Voltage drop at ballast resistor

Ninety percent of the time you do NOT 'really' have a 5 pin ECU and therefore the 4 pin resistor is only "using" the coil side of the resistance. This is easily confirmed with the following test:

Turn key to "run" engine off. Ground your meter, and determine where the switch side of the resistor is. These are the two poles jumpered together, if you cannot see that they are the two terminals with the highest voltage reading

Now read one of the other two. One will be same as coil + because that is where it's connected. If it reads 6-9V that is "fairly normal"

If the 4th terminal reads "same as" the switch terminals, that is the ECU terminal and that shows there is NO CURRENT in other words the ECU is not drawing that terminal. In other words, nothing is connected to it.

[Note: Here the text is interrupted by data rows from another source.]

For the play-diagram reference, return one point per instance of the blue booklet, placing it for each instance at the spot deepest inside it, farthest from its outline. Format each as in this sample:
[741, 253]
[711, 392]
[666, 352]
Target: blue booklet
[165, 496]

Further, the old "points coil" resistor is wired to the coil in exactly the same way on electronic systems. If the ECU quits, or distributor, and the coil/ resistor/ wiring is OK, you can unplug the ECU, drop in a "points" distributor, hook the dist. wire to the coil NEG and go down the road
I have a two pole resistor and a four pole ECU. One blue wire on the resistor from the ignition switch and two brown wires out of the Resistor. The out position on the resistor is up from 4.5 to 5.5 after cleaning the bulkhead connector in engine bay and battery terminals. I also cleaned up the ECU ground points.